Habla Enric Montefusco de «arte», de «propuesta artística». No de música. El matiz da cuenta el compromiso estético de la banda de la que es voz y espina dorsal, Standstill, que esta noche (22.00 horas) pone sobre el escenario de la Finca El Portón de Alhaurín de la Torre su espectáculo 'Rooom', entre lo teatral y lo musical y basado en su último disco 'Adelante, Bonaparte'. Junto a ellos estarán Santos de Goma y Model Monroe.
-¿Cómo nació el proyecto 'Rooom'?
-Desde hace unos años nos atrae trabajar el lado escénico del directo. De hecho es el tercer directo trabajado en este sentido que hacemos. En este caso presentamos canciones de 'Adelante, Bonaparte' de una forma diferente, como una especie de actuación a escena del disco.
-¿Qué ha cambiado en este tiempo para pasar de cantar 'Viva la guerra' a 'Sálveme quien pueda'?
-(Risas) No lo sé... 'Viva la guerra' responde a un momento de nuestras vidas de querer reafirmarse, de pelearse con todo para encontrar tu lugar en el mundo y para que las circunstancias no acaben contigo y eso es lo que hay detrás del disco. Ahora el momento personal en un poco diferente y entran temas como el amor, la familia... un entorno que tiene menos que ver con reivindicarse uno y más con extenderse dentro de un contexto que te condiciona. En ese sentido, se trata de propuestas diferentes.
-¿Interpreta ese cambio como una prueba de madurez?

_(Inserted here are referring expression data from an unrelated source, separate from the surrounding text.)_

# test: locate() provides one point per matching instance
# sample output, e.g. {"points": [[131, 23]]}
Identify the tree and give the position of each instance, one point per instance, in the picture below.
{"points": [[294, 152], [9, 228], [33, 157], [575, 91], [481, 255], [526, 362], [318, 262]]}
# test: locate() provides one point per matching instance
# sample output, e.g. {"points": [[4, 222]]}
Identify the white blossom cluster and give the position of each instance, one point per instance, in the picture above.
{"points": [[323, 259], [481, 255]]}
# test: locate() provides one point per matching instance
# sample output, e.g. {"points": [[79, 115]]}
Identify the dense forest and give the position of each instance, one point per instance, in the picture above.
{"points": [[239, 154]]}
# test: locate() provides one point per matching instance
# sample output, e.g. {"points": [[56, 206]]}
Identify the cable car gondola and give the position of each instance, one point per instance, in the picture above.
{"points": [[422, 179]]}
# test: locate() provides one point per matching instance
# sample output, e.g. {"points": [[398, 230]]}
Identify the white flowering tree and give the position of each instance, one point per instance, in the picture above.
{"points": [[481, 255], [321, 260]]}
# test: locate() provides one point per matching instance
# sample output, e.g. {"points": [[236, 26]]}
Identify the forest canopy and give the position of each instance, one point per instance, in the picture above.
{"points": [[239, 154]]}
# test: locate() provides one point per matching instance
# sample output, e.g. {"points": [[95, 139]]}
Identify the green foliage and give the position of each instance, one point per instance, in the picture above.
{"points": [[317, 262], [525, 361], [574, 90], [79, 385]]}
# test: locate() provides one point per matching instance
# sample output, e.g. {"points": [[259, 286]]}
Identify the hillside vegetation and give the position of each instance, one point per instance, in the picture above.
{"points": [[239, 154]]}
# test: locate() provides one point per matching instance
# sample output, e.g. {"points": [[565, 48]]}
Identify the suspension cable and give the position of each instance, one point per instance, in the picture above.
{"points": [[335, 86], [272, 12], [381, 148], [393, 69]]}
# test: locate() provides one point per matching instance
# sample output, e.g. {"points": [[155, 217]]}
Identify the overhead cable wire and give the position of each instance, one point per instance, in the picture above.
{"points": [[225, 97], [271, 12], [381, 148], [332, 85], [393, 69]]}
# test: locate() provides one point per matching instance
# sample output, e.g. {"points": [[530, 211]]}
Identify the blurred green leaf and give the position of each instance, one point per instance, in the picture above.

-No lo sé... Todo es un viaje hacia adelante, una cosa lleva a la otra y más que madurez lo veo como un camino que no se acaba nunca. Puede ser que después de este disco venga otro con el sentido contrario, depende de lo que la vida nos depare y de lo que necesitemos explicar. No creo que se trate de un camino en una sola dirección.
Explicar el mundo
-Habla del camino por el que les lleve la vida, ¿cuánto de autobiográfico hay en la propuesta de Standstill?
-Hay mucho. Somos incapaces de hablar de algo que no sean nuestras propias experiencias y de lo que necesitemos explicar sobre lo que vemos en el mundo. Otra cuestión es que uno marque unas pequeñas distancias porque son necesarias. Uno se inventa personajes o escenas que no pasan exactamente igual para mantener el equilibrio en cada uno.
-Hablando de personajes, ¿cómo nació ese Bonaparte que da título a su último disco?
-Surgió al final de todo. Todo el material está generado en primera persona y al final uno lo viste de Bonaparte para darle un carácter un poco más universal. Bonaparte nació de la necesidad de tomar un poco de distancia. No he pensado en nadie cuando escribía, he pensado en mí.
-'Adelante, Bonaparte' es el disco que ha alcanzado mayor repercusión de su trayectoria, ¿a qué achacan esa acogida?
-Es una combinación de cosas. La sonoridad y la sensibilidad del disco de 2001 ha cambiado, pero también es cierto que existen bandas con una sonoridad muy accesible y no por eso gustan a la gente. Hay un factor que es el de la identidad que ha ido trabajando el grupo y la política del grupo en cada pequeña decisión siempre ha pensado en lo artístico y en el resultado que más nos gustase a nosotros, sin pensar en el público, aunque al mismo tiempo tenemos un público muy fiel que cada día va a más.
-La eclosión de Standstill coincide con el de otras bandas españolas con propuestas próximas a la suya. ¿Tienen la sensación de pertenecer a una generación de grupos con rasgos comunes?
-No. Precisamente con el grupo hemos peleado siempre por tener una identidad propia y cada vez que nos hemos acercado a algo parecido a una etiqueta hemos huido, no estamos cómodos ahí. Artísticamente, siempre hemos buscado nuestra identidad. Otra cosa es que, en paralelo, ha surgido el crecimiento de otros grupos y la madurez que supone el sacar el tercer o cuarto disco y que el público también crezca contigo. Compartimos este momento con otros grupos, aunque creo que se debe más a la industria y al contexto sociocultural y no a la identidad artística de cada uno.
-Hace referencia a la industria. Sus dos últimos discos son autoeditados, ¿ha llegado el momento de la economía de guerra al negocio de la música?
-En nuestro caso nos vimos empujados por las circunstancias. Para nosotros fue imprescindible ser nuestros propios jefes para poder llevar a cabo nuestra propuesta, cosas como este 'Rooom' que traemos a Málaga, no hay muchas empresas que puedan entender y asumir una propuesta artística tan arriesgada. Por eso para nosotros era imprescindible montar la productora para los espectáculos y el sello para los discos, porque entendíamos que invertiríamos en lo artístico y que eso volvería en forma de conciertos.